While anyone who bought in at the time of the company's IPO last

summer has already seen the value of their investment dramatically

decline, that could be welcome news to big early-stage investors

like Microsoft (MSFT: news, msgs) and Dell (DELL: news, msgs) .

By the time Divine went public, after a trying trek to Wall Street,

much of the gild was already off the lilies of Web-related holding

companies like Internet Capital Group (ICGE: news, msgs) and CMGI

(CMGI: news, msgs) , and the stock has been brutalized almost from

its very first trade. On Wednesday, Divine closed up 19 cents to

$1.75.

The stock price has fallen so low that it lags the per-share value

of the company's cash reserves -- more than $200 million at the end

of 2000.

Abandoned by the analysts

Most equity research firms have lost interest in the company, so

there are few current notes on the company's performance or

prospects.

For Kaushik Shridharani of Bear Stearns, the sole remaining analyst

listed by First Call/Thomson Financial, Tuesday's announcements are

encouraging.

"It is closer to [Filipowski's] historical strength, so I think

this is probably indicative that Divine is returning to the area it

knows best -- software," he said. "They really are focusing on

assets that can generate far more tangible value than many of the

virtual business models that were being pursued."

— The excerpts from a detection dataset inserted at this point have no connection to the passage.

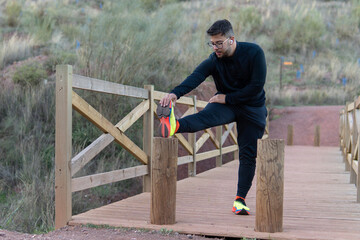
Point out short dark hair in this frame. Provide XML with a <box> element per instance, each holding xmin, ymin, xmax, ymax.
<box><xmin>206</xmin><ymin>19</ymin><xmax>234</xmax><ymax>37</ymax></box>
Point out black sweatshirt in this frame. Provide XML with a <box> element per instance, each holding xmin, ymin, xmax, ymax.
<box><xmin>171</xmin><ymin>42</ymin><xmax>266</xmax><ymax>107</ymax></box>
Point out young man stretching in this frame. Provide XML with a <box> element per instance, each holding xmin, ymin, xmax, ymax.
<box><xmin>157</xmin><ymin>19</ymin><xmax>267</xmax><ymax>215</ymax></box>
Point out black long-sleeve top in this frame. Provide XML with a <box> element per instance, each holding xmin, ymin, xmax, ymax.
<box><xmin>171</xmin><ymin>42</ymin><xmax>266</xmax><ymax>107</ymax></box>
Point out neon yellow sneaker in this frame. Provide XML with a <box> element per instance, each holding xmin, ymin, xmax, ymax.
<box><xmin>232</xmin><ymin>196</ymin><xmax>250</xmax><ymax>215</ymax></box>
<box><xmin>156</xmin><ymin>102</ymin><xmax>179</xmax><ymax>138</ymax></box>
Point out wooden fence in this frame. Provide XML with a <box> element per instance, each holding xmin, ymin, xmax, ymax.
<box><xmin>340</xmin><ymin>97</ymin><xmax>360</xmax><ymax>203</ymax></box>
<box><xmin>55</xmin><ymin>65</ymin><xmax>268</xmax><ymax>229</ymax></box>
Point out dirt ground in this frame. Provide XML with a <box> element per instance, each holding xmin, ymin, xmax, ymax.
<box><xmin>0</xmin><ymin>106</ymin><xmax>343</xmax><ymax>240</ymax></box>
<box><xmin>269</xmin><ymin>106</ymin><xmax>344</xmax><ymax>146</ymax></box>
<box><xmin>0</xmin><ymin>76</ymin><xmax>343</xmax><ymax>240</ymax></box>
<box><xmin>0</xmin><ymin>226</ymin><xmax>225</xmax><ymax>240</ymax></box>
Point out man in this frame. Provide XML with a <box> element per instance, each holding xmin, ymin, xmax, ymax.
<box><xmin>157</xmin><ymin>19</ymin><xmax>267</xmax><ymax>215</ymax></box>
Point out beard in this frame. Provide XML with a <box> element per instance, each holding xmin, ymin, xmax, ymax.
<box><xmin>217</xmin><ymin>46</ymin><xmax>231</xmax><ymax>58</ymax></box>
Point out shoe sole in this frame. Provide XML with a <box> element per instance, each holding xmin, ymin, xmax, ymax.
<box><xmin>231</xmin><ymin>207</ymin><xmax>250</xmax><ymax>215</ymax></box>
<box><xmin>156</xmin><ymin>105</ymin><xmax>170</xmax><ymax>118</ymax></box>
<box><xmin>235</xmin><ymin>209</ymin><xmax>250</xmax><ymax>215</ymax></box>
<box><xmin>156</xmin><ymin>105</ymin><xmax>170</xmax><ymax>138</ymax></box>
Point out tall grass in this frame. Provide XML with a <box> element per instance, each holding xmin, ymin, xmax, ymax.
<box><xmin>0</xmin><ymin>34</ymin><xmax>36</xmax><ymax>69</ymax></box>
<box><xmin>0</xmin><ymin>0</ymin><xmax>360</xmax><ymax>232</ymax></box>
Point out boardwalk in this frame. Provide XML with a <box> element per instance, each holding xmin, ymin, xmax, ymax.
<box><xmin>70</xmin><ymin>146</ymin><xmax>360</xmax><ymax>240</ymax></box>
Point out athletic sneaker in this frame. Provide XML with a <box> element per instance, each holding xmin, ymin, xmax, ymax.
<box><xmin>232</xmin><ymin>197</ymin><xmax>250</xmax><ymax>215</ymax></box>
<box><xmin>156</xmin><ymin>101</ymin><xmax>179</xmax><ymax>138</ymax></box>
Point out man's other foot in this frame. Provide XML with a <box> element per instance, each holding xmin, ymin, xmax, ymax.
<box><xmin>156</xmin><ymin>102</ymin><xmax>179</xmax><ymax>138</ymax></box>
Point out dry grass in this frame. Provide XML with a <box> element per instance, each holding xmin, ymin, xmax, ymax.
<box><xmin>0</xmin><ymin>34</ymin><xmax>36</xmax><ymax>68</ymax></box>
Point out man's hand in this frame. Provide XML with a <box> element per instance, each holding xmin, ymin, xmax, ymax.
<box><xmin>160</xmin><ymin>93</ymin><xmax>177</xmax><ymax>107</ymax></box>
<box><xmin>209</xmin><ymin>94</ymin><xmax>226</xmax><ymax>104</ymax></box>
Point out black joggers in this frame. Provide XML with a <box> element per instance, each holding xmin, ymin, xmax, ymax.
<box><xmin>177</xmin><ymin>103</ymin><xmax>267</xmax><ymax>199</ymax></box>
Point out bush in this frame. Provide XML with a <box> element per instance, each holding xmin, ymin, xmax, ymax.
<box><xmin>234</xmin><ymin>6</ymin><xmax>262</xmax><ymax>35</ymax></box>
<box><xmin>5</xmin><ymin>1</ymin><xmax>21</xmax><ymax>27</ymax></box>
<box><xmin>0</xmin><ymin>34</ymin><xmax>35</xmax><ymax>68</ymax></box>
<box><xmin>268</xmin><ymin>10</ymin><xmax>325</xmax><ymax>54</ymax></box>
<box><xmin>44</xmin><ymin>51</ymin><xmax>77</xmax><ymax>72</ymax></box>
<box><xmin>335</xmin><ymin>16</ymin><xmax>359</xmax><ymax>39</ymax></box>
<box><xmin>13</xmin><ymin>63</ymin><xmax>47</xmax><ymax>87</ymax></box>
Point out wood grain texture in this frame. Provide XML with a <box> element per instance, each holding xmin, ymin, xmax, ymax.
<box><xmin>55</xmin><ymin>65</ymin><xmax>72</xmax><ymax>229</ymax></box>
<box><xmin>255</xmin><ymin>139</ymin><xmax>285</xmax><ymax>233</ymax></box>
<box><xmin>70</xmin><ymin>146</ymin><xmax>360</xmax><ymax>240</ymax></box>
<box><xmin>286</xmin><ymin>125</ymin><xmax>294</xmax><ymax>146</ymax></box>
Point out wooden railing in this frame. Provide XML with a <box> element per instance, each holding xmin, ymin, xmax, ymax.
<box><xmin>55</xmin><ymin>65</ymin><xmax>268</xmax><ymax>229</ymax></box>
<box><xmin>340</xmin><ymin>97</ymin><xmax>360</xmax><ymax>203</ymax></box>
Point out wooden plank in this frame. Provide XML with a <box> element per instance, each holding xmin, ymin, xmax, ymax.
<box><xmin>346</xmin><ymin>102</ymin><xmax>355</xmax><ymax>112</ymax></box>
<box><xmin>70</xmin><ymin>146</ymin><xmax>360</xmax><ymax>240</ymax></box>
<box><xmin>346</xmin><ymin>153</ymin><xmax>351</xmax><ymax>166</ymax></box>
<box><xmin>150</xmin><ymin>137</ymin><xmax>178</xmax><ymax>225</ymax></box>
<box><xmin>215</xmin><ymin>126</ymin><xmax>223</xmax><ymax>167</ymax></box>
<box><xmin>352</xmin><ymin>161</ymin><xmax>359</xmax><ymax>176</ymax></box>
<box><xmin>141</xmin><ymin>85</ymin><xmax>156</xmax><ymax>192</ymax></box>
<box><xmin>355</xmin><ymin>96</ymin><xmax>360</xmax><ymax>109</ymax></box>
<box><xmin>71</xmin><ymin>133</ymin><xmax>114</xmax><ymax>176</ymax></box>
<box><xmin>196</xmin><ymin>149</ymin><xmax>220</xmax><ymax>162</ymax></box>
<box><xmin>71</xmin><ymin>100</ymin><xmax>149</xmax><ymax>176</ymax></box>
<box><xmin>205</xmin><ymin>126</ymin><xmax>222</xmax><ymax>148</ymax></box>
<box><xmin>72</xmin><ymin>91</ymin><xmax>148</xmax><ymax>164</ymax></box>
<box><xmin>221</xmin><ymin>123</ymin><xmax>237</xmax><ymax>144</ymax></box>
<box><xmin>174</xmin><ymin>133</ymin><xmax>193</xmax><ymax>155</ymax></box>
<box><xmin>255</xmin><ymin>139</ymin><xmax>285</xmax><ymax>233</ymax></box>
<box><xmin>55</xmin><ymin>65</ymin><xmax>72</xmax><ymax>229</ymax></box>
<box><xmin>115</xmin><ymin>100</ymin><xmax>149</xmax><ymax>132</ymax></box>
<box><xmin>181</xmin><ymin>107</ymin><xmax>195</xmax><ymax>118</ymax></box>
<box><xmin>188</xmin><ymin>96</ymin><xmax>197</xmax><ymax>177</ymax></box>
<box><xmin>195</xmin><ymin>132</ymin><xmax>210</xmax><ymax>152</ymax></box>
<box><xmin>154</xmin><ymin>91</ymin><xmax>207</xmax><ymax>108</ymax></box>
<box><xmin>222</xmin><ymin>145</ymin><xmax>238</xmax><ymax>154</ymax></box>
<box><xmin>71</xmin><ymin>165</ymin><xmax>149</xmax><ymax>192</ymax></box>
<box><xmin>178</xmin><ymin>155</ymin><xmax>193</xmax><ymax>165</ymax></box>
<box><xmin>73</xmin><ymin>74</ymin><xmax>149</xmax><ymax>99</ymax></box>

Shridharani also praised the company for "being brutally honest

with themselves and relatively quick to stop funding those

companies that didn't seem worth it."

Filipowski made his name in Chicago by building the late Platinum

Technology International through an aggressive roll-up strategy

before selling it for about $3.5 billion to Computer Associates

International.

As a result of that deal, and a canny knack for self-promotion, he

became something of a poster child for high-tech businesses in

Chicago, feted by the local press and Mayor Richard M. Daley as

someone who would help the Windy City gets its share of the boom in

Internet business. While his role has morphed more into that of

whipping boy as the dot-com shakeout hit here -- along with the

rest of the country -- it may be too early to bring down the

curtain just yet.

"I think it is probably a really good development for Divine to

focus on the expertise of its founder," said J.B. Pritzker,

managing director of Evanston, Ill.-based William Blair New World

Ventures, and one of the few local technology-oriented investors

without a position in the company.

"They have the money in the bank, the relationships and the

management muscle to turn it into a successful software company,"

he added. Besides, based on his past record, "Flip is still the

most successful technology entrepreneur in town."